The human race must look to outer space within the next century or it will become extinct, Professor Stephen Hawking has warned. The renowned astrophysicist said he fears mankind is in great danger and its future "must be in space" if it is to survive.

In an interview he said threats to the existence of the human race such as war, resource depletion and overpopulation meant it was at its greater risk ever. Although a long advocate of colonising space in order to continue man's reign, this is his direst warning to date.

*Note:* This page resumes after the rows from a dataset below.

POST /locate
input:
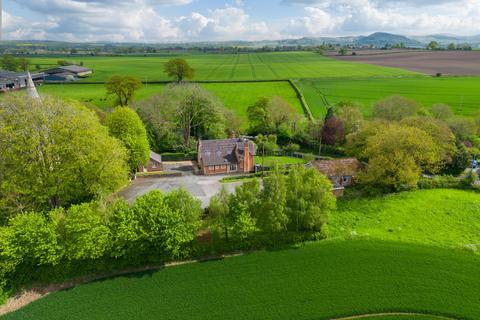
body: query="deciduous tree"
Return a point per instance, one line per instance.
(125, 124)
(123, 88)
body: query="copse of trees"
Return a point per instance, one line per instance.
(123, 88)
(299, 201)
(97, 235)
(181, 115)
(125, 124)
(54, 153)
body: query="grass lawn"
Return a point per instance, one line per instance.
(271, 160)
(255, 66)
(235, 96)
(438, 217)
(461, 93)
(322, 280)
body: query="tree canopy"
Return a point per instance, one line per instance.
(123, 88)
(55, 153)
(179, 69)
(125, 124)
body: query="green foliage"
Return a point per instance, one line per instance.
(396, 157)
(181, 112)
(326, 280)
(179, 69)
(125, 124)
(55, 153)
(123, 88)
(85, 235)
(9, 63)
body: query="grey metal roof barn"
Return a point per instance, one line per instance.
(219, 152)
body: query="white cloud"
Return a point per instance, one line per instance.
(326, 17)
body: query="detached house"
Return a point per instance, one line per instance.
(226, 156)
(341, 172)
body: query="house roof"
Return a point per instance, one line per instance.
(226, 151)
(155, 157)
(335, 167)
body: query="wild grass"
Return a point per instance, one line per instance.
(322, 280)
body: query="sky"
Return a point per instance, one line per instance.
(155, 21)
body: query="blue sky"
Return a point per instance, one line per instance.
(217, 20)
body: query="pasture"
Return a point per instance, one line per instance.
(438, 217)
(461, 93)
(323, 280)
(227, 67)
(235, 96)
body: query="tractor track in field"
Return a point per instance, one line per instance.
(393, 314)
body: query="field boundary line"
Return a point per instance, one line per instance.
(303, 102)
(383, 314)
(27, 296)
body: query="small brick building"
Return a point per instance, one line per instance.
(154, 163)
(226, 156)
(341, 172)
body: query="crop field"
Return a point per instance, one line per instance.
(257, 66)
(439, 217)
(235, 96)
(322, 280)
(461, 93)
(429, 62)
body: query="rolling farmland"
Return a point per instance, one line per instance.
(461, 93)
(322, 280)
(228, 67)
(235, 96)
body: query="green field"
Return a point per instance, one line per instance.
(461, 93)
(321, 280)
(235, 96)
(449, 218)
(256, 66)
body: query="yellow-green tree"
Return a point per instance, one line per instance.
(397, 155)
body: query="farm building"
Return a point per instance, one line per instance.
(226, 156)
(10, 81)
(67, 73)
(154, 164)
(341, 172)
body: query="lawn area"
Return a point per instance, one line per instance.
(322, 280)
(461, 93)
(271, 160)
(235, 96)
(437, 217)
(254, 66)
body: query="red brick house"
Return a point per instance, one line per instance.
(154, 163)
(341, 172)
(226, 156)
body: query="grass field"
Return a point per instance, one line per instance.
(321, 280)
(257, 66)
(438, 217)
(235, 96)
(461, 93)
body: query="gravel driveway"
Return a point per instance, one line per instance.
(201, 187)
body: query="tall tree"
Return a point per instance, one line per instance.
(125, 124)
(9, 63)
(55, 153)
(179, 69)
(272, 216)
(123, 88)
(309, 199)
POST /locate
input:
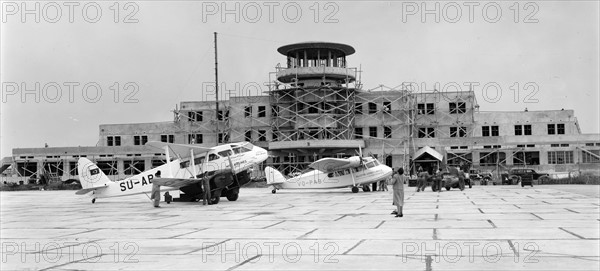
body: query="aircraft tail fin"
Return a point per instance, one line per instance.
(90, 175)
(274, 176)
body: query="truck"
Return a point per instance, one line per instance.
(525, 176)
(477, 175)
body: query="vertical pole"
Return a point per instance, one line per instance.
(216, 91)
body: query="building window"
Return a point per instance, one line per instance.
(560, 129)
(372, 108)
(113, 141)
(223, 138)
(313, 108)
(387, 131)
(140, 140)
(358, 132)
(195, 116)
(526, 158)
(389, 160)
(387, 107)
(426, 132)
(523, 129)
(458, 131)
(527, 129)
(560, 157)
(458, 108)
(592, 156)
(262, 111)
(262, 135)
(248, 111)
(358, 109)
(133, 167)
(167, 138)
(223, 115)
(551, 129)
(195, 138)
(373, 131)
(490, 131)
(425, 109)
(495, 131)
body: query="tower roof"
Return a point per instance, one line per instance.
(313, 45)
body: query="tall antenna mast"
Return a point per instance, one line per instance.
(216, 89)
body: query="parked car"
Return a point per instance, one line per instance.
(451, 181)
(478, 175)
(525, 176)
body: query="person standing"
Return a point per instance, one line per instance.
(155, 195)
(398, 188)
(422, 178)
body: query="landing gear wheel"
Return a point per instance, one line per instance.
(232, 196)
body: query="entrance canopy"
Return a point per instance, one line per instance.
(430, 151)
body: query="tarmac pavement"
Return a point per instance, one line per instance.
(484, 228)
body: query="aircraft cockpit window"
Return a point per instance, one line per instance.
(199, 160)
(225, 153)
(184, 164)
(247, 147)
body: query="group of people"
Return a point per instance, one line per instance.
(155, 193)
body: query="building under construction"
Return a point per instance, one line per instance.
(316, 108)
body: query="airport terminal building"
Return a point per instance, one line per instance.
(316, 108)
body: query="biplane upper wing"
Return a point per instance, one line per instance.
(175, 182)
(333, 164)
(183, 150)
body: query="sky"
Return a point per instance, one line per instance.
(67, 67)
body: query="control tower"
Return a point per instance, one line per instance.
(313, 101)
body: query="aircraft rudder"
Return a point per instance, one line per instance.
(90, 174)
(273, 176)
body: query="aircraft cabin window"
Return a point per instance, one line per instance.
(212, 157)
(184, 164)
(199, 160)
(225, 153)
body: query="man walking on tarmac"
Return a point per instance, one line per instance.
(155, 195)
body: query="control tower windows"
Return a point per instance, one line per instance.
(372, 108)
(113, 140)
(167, 138)
(248, 111)
(262, 135)
(262, 111)
(358, 132)
(426, 132)
(458, 108)
(140, 140)
(358, 109)
(373, 131)
(425, 109)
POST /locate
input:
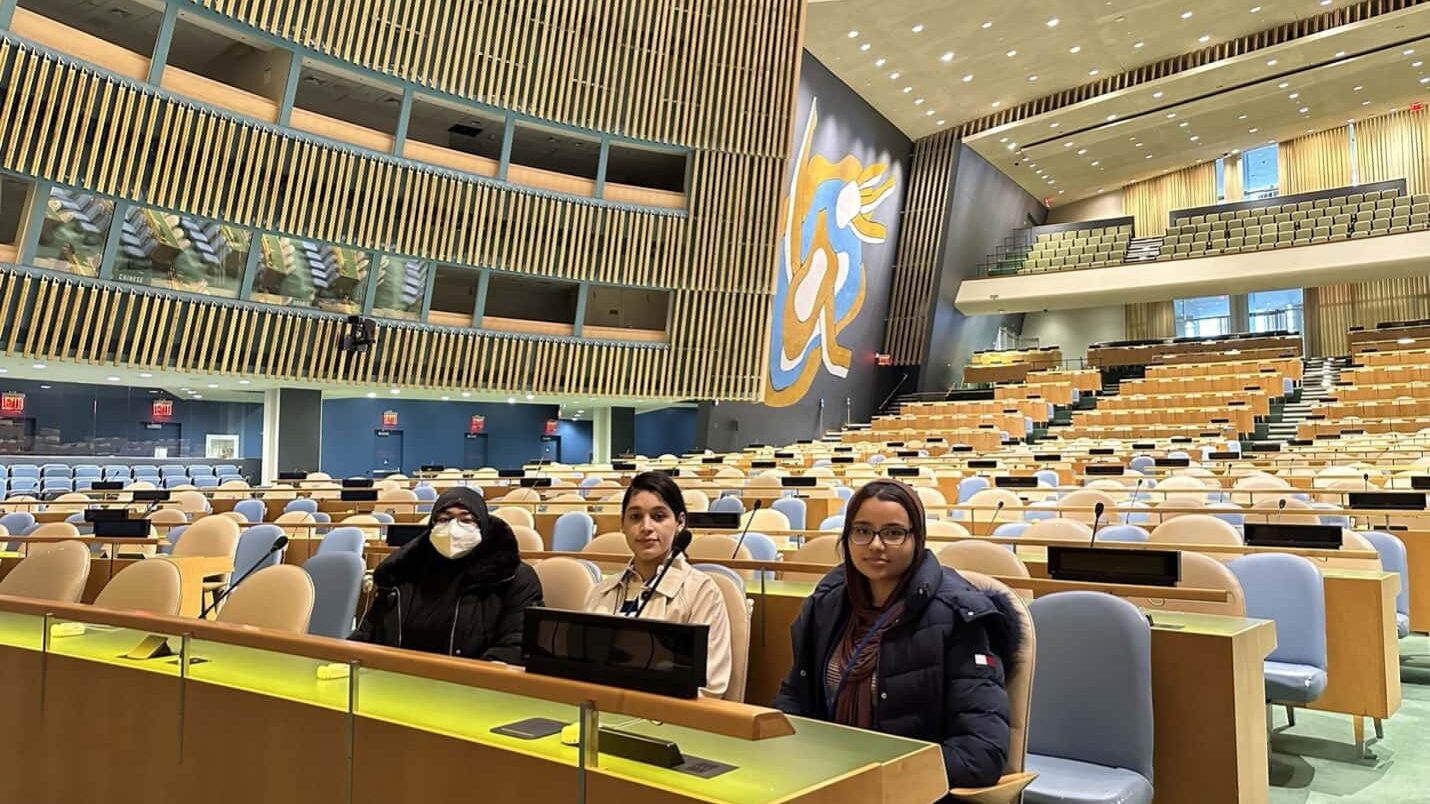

"It will be difficult enough to avoid disaster in the next hundred years, let alone the next thousand or million," he told the website Big Think. "Our only chance of long-term survival is not to remain inward looking on planet Earth but to spread out into space. We have made remarkable progress in the last hundred years. But if we want to continue beyond the next hundred years, our future is in space. That is why I'm in favour of manned, or should I say 'personed', space flight."

My question is whether we will again make a mess of any future planets or stars that we invade and colonise? Or should that be more like "how long" will it take before me mess up our existence elsewhere? We may be a special species when compared to the other animals on planet earth, but we are also the only species that can't seem to co-exist with other species. We have become so greedy we destroy the very fabric of our natural surroundings so that we can no longer inhabit it as well as the other species which have probably been there a heck of a lot longer.

Taken in this light, is there any point in space exploration at all and wouldn't it be better to work on the problem that caused this need to migrate in the first place? Human greed?